She is honest when she says the pressure on her was immense during the medal match, which saw Doreen Vennekamp of Germany win the gold and China’s Du Ziyue bag the silver. Bhaker says, “I love World Cups in India. People come out in huge numbers to cheer for us and I wanted to give something to them in return at least. The pressure was a lot in the final. More than the pressure of playing others, the pressure of playing in front of your own people is there. That’s a different kind of pressure. It makes me happy to see that the sport is growing so much.”
To Bhaker, Tokyo is now nothing more than a lesson. The learnings have helped her hit reset on a number of things on many occasions. “There have been changes but not so much,” says the 2018 Youth Olympics gold medallist. “Small things, really. Like timing and all. The coaches suggest these and monitor. Honestly, whatever the coaches ask us to do we follow the same during the matches as well. The coaches are very supportive. Whenever you require something they all are always there to guide me - Munkhbayar Dorjsuren, Ronak Pandit, Samaresh Jung - they are all very experienced. I am glad they are here to guide me.”
The National Rifle Association of India (NRAI), in the aftermath of the Olympic disappointment, has now acquired the services of Dr Pierre Beauchamp, a former McGill University varsity hockey player and coach. Beauchamp, the high-performance director of the Indian shooting side, commands whole teams, each specialised in a different discipline of the sport, namely pistol, rifle and shotgun. On his role, Bhaker said, “The HPD supervises everything. If any athlete requires any specific thing, he is always be there to help us psychologically or strategically. He also monitors every move of an athlete, whichever direction they go in.”

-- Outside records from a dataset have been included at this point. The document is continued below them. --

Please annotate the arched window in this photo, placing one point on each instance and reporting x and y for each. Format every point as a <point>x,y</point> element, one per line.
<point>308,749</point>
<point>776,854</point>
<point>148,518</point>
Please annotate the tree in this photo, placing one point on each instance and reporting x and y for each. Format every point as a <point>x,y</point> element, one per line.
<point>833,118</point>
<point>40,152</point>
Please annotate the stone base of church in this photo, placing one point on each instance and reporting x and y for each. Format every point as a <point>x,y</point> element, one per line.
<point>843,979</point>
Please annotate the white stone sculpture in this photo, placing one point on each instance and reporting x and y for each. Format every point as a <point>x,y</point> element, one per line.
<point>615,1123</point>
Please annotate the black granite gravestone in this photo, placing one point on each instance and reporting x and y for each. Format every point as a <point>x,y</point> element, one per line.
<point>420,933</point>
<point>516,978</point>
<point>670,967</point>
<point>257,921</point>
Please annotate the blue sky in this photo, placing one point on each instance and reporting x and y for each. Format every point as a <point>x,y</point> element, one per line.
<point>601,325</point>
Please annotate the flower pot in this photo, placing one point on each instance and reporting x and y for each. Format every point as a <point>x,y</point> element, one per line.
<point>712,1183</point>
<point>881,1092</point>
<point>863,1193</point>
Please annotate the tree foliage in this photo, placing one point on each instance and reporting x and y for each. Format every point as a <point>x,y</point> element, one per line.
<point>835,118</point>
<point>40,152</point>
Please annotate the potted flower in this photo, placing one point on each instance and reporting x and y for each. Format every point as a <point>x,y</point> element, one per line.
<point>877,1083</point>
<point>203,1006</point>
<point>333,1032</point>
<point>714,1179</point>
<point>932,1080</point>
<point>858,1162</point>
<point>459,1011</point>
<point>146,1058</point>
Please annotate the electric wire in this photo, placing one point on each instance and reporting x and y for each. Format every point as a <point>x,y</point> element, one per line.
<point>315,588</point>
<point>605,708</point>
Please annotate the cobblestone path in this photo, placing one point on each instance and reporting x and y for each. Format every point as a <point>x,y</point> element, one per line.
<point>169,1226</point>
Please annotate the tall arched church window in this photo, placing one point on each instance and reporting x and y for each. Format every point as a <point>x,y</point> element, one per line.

Amid all the excitement, Bhaker hasn’t lost track of issues that need to be addressed. During the 10m air pistol qualification round at the same competition, she shot 568-19x to finish 16th. In the third series, she shot four 8s and three 9s to manage a mere 89. “I definitely need to work more on 10 metre air pistol as well. I think not a lot of things are wrong, but there are minute details, which we will focus on in the next camp and training periods,” she says.
She may be committedly working towards the gold in Paris 2024, but her aim is to check all the boxes en route to the French capital. “I am eyeing each and every competition and not just one in particular. It is because each competition counts. If I improve with each event, I will end up doing better.”
Bhaker’s return to winning ways is a symbol of hope, a beacon of inspiration for all who aspire to do great things. Bhaker’s ultimate weapon isn’t the pistol she normally wields. Her greatest strength perhaps lies in her undying hunger to succeed.